Un proceso de divorcio es, indudablemente, una de las experiencias más desafiantes a nivel personal y emocional. Sin embargo, más allá de la ruptura de la pareja, conlleva una serie de implicaciones económicas y patrimoniales que pueden afectar significativamente el futuro de todos los miembros de la familia. ¿Es posible proteger los bienes y asegurar la estabilidad económica durante este tránsito?

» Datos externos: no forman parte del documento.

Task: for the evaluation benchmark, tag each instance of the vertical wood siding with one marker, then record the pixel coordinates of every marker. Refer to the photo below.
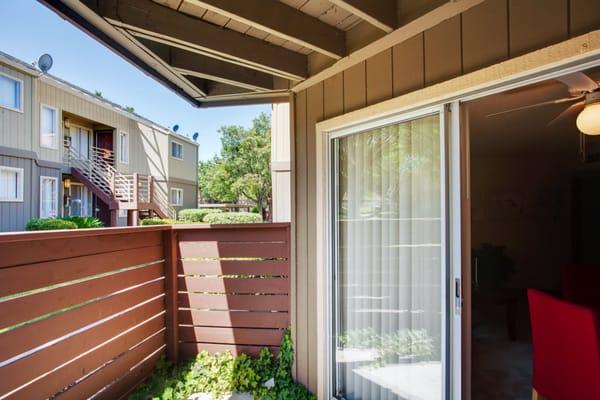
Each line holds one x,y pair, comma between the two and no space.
494,31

Desde Nacho Rodriguez Abogado, le ofrecemos una visión clara sobre cómo salvaguardar el patrimonio familiar en estos momentos críticos.
1. Conoce tu régimen económico matrimonial
El punto de partida para entender cómo se liquidará el patrimonio es conocer el régimen económico que rigió su matrimonio:
- Sociedad de Gananciales: En este régimen, los bienes adquiridos durante el matrimonio (salvo excepciones como herencias o donaciones) pertenecen a ambos cónyuges por igual, independientemente de quién los haya adquirido. En caso de divorcio, se liquidan los bienes gananciales y se reparten por mitad.
- Separación de Bienes: Cada cónyuge conserva la propiedad y gestión de sus propios bienes, tanto los que tenía antes del matrimonio como los que adquiera durante este. La liquidación es mucho más sencilla, ya que cada uno se queda con lo suyo.
Entender esto es crucial para saber qué bienes son comunes y cuáles son privativos.
2. La liquidación de la sociedad de gananciales: Un proceso clave
Si su matrimonio se rigió por gananciales, el divorcio implicará la liquidación de la sociedad de gananciales. Este proceso busca repartir los bienes y deudas comunes. Es fundamental realizar un inventario completo y valuar correctamente cada activo (inmuebles, cuentas bancarias, vehículos, inversiones, etc.) y pasivo (hipotecas, préstamos, deudas).
Errores comunes a evitar:
- Ocultación de bienes: Intentar ocultar activos puede acarrear graves consecuencias legales.
- Valoraciones incorrectas: Una tasación errónea de los bienes puede perjudicar a una de las partes.
- No considerar los pasivos: Las deudas comunes también deben repartirse.
Una negociación asistida por un abogado puede llevar a un acuerdo amistoso y justo, evitando un litigio largo y costoso.
3. Protegiendo bienes heredados o anteriores al matrimonio
Un error común es pensar que todos los bienes son comunes en gananciales. Sin embargo, los bienes adquiridos por herencia o donación, así como los que se poseían antes de contraer matrimonio, son considerados bienes privativos y no forman parte de la sociedad de gananciales. Es importante tener la documentación que acredite el carácter privativo de estos bienes para que no se incluyan en la liquidación de la sociedad conyugal.
4. La vivienda familiar: Uso, atribución y cargas hipotecarias
La vivienda familiar es uno de los activos más importantes y a menudo el más controvertido. El juez decidirá su atribución en función de varios factores, principalmente la existencia de hijos menores o mayores dependientes. Las opciones incluyen:
- Uso atribuido a un cónyuge: El otro cónyuge deberá abandonar la vivienda, pero ambos seguirán siendo propietarios (si lo eran) y co-deudores de la hipoteca.
- Venta de la vivienda: Para repartir el valor obtenido.
- Adjudicación a uno de los cónyugtes: Con compensación económica al otro.
Es vital negociar un plan claro para la hipoteca y los gastos asociados, ya que seguir siendo deudor de un préstamo sin habitar la casa puede ser una carga.
5. Planificación fiscal: Minimizando el impacto económico
El proceso de divorcio tiene también implicaciones fiscales que conviene conocer. La disolución de la sociedad de gananciales y la adjudicación de bienes pueden generar tributaciones que deben ser consideradas. Un buen asesoramiento legal incluirá una estrategia fiscal para optimizar los costes y evitar sorpresas desagradables con Hacienda.